Leveson hit back: ‘I’m very pleased that he’s considering the ethical consideration that might apply to the press, the extent to which he gave thought to the ethical considerations relevant to the court is perhaps another matter.”

The inquiry heard that Horton’s lawyers, including Olswang partner Dan Tench, raised concerns over email hacking on six occasions, including in front of Justice Eady.

But The Times insisted the story was derived ‘from a self-starting journalistic endeavour’and a ‘largely deductive exercise’that began when NightJack won the Orwell Prize in April 2009.

Horton’s counsel later accepted that while it was concerned about the allegations , it could ‘assume that it’s more likely than not, on the evidence that’s before the court today, that the identity was discovered by detective work and not by, as it were, conventional breaches of confidence”.

‘The whole story is about information that didn’t get passed through’

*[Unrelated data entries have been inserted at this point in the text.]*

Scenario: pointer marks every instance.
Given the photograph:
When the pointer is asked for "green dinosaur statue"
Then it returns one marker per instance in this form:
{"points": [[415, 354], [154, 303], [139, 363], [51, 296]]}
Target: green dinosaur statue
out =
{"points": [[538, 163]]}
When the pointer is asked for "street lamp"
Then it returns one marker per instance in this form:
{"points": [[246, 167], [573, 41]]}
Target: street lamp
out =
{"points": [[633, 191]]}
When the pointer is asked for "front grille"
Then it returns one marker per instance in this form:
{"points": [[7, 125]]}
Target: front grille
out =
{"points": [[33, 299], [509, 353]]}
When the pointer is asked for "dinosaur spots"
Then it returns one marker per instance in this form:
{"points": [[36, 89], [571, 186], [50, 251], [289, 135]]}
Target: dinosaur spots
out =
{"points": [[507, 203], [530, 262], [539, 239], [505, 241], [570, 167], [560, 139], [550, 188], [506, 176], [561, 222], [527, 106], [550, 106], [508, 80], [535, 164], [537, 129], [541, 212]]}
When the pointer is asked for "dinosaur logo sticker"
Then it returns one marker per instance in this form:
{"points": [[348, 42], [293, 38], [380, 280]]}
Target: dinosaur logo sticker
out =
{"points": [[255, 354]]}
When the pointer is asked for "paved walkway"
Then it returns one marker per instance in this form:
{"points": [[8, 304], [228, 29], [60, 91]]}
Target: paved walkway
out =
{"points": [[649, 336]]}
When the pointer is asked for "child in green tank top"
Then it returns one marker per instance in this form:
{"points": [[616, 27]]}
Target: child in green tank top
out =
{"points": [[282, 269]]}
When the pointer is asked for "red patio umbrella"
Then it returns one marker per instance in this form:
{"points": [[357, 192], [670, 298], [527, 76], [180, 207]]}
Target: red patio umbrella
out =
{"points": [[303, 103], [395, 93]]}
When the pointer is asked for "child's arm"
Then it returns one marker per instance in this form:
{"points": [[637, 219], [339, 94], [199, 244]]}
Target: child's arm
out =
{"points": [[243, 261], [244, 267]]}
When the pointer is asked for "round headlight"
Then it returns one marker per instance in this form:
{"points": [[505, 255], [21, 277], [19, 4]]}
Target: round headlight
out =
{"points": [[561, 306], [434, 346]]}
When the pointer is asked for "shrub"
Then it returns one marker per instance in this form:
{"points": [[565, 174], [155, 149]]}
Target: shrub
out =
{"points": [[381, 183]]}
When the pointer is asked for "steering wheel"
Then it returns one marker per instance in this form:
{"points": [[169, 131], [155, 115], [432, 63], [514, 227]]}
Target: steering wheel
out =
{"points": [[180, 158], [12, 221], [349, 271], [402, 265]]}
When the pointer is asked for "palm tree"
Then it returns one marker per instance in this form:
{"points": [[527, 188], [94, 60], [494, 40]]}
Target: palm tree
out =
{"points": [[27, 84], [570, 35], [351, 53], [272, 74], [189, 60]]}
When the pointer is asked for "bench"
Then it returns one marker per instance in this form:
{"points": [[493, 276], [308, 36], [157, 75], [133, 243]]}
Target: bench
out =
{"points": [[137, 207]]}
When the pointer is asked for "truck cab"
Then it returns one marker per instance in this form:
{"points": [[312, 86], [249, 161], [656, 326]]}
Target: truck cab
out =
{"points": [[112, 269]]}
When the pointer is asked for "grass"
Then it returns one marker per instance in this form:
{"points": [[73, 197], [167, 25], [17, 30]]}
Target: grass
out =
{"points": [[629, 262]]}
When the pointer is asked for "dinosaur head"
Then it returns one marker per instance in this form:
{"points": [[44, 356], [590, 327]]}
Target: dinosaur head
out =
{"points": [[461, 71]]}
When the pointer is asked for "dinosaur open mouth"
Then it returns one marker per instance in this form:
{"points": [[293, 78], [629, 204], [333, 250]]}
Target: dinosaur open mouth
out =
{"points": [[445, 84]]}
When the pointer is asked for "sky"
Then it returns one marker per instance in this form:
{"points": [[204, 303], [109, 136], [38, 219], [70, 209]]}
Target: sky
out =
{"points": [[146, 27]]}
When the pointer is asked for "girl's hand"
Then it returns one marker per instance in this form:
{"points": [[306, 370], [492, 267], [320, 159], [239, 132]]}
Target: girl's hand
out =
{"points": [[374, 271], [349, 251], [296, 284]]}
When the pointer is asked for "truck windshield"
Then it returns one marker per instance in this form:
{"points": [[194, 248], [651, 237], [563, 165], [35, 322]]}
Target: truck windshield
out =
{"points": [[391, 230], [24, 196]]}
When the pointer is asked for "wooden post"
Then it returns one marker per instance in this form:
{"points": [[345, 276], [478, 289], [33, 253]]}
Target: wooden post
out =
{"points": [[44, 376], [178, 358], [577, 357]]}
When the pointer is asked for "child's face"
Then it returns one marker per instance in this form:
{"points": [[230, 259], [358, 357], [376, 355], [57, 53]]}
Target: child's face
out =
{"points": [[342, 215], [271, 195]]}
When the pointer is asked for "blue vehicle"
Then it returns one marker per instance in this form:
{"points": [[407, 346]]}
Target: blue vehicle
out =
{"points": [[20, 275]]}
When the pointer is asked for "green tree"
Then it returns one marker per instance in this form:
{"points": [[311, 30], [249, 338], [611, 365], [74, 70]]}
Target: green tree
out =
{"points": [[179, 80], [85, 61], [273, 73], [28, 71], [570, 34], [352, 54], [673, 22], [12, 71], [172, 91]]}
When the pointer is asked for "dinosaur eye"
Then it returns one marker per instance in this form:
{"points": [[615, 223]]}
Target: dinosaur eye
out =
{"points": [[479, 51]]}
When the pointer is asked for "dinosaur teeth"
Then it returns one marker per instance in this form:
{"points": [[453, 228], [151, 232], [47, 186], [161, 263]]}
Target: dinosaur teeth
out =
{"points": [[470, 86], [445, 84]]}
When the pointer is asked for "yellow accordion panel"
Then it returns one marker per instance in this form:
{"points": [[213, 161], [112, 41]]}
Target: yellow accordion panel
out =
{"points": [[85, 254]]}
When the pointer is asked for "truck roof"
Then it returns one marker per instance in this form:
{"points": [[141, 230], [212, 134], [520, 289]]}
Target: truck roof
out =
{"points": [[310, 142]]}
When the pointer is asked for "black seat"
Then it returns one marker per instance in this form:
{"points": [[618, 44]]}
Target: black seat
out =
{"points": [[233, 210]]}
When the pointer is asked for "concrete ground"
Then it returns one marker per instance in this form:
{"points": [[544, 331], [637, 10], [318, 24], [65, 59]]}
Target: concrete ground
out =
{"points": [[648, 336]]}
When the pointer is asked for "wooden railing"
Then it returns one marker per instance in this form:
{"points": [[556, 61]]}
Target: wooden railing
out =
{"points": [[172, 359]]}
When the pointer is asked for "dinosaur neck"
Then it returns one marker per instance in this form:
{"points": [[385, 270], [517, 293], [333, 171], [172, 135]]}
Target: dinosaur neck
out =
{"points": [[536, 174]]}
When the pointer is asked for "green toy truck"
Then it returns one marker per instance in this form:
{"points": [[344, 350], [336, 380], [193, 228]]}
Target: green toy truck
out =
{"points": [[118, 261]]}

On 4 June Harding was copied into an email referencing email hacking by Foster but he claimed he did read it until last week.

On that day his attention was focused on the local election and attempts to oust then Prime Minsiter Gordon Brown, he said.

Asked why Chappell didn’t raise the issue with him, Harding replied: ‘I can’t recall the exact context of that conversation.

‘There’s a reference to the meeting in my diary and there’s a reference to the meeting having happened in a follow up email, but I don’t want to speculate on what was in that conversation.

‘I have to own up to my responsibility and my failure here. As I said in the statement I can see now we paid insufficient attention to this at the time.”

‘The whole story is about information that didn’t get passed through,’he told Leveson.

At one point Harding said: ‘When you look back at all of this, sir – I really hope you understand – it’s terrible. I really hope you appreciate that. I know that as keenly as you do. But I also hope you appreciate that the reason we’re here and the reason we’re discussing this is that we take this inquiry very seriously, and every time we’ve learnt new things about this, we’ve brought this to your attention, and that’s the reason that we’re addressing these issues now.”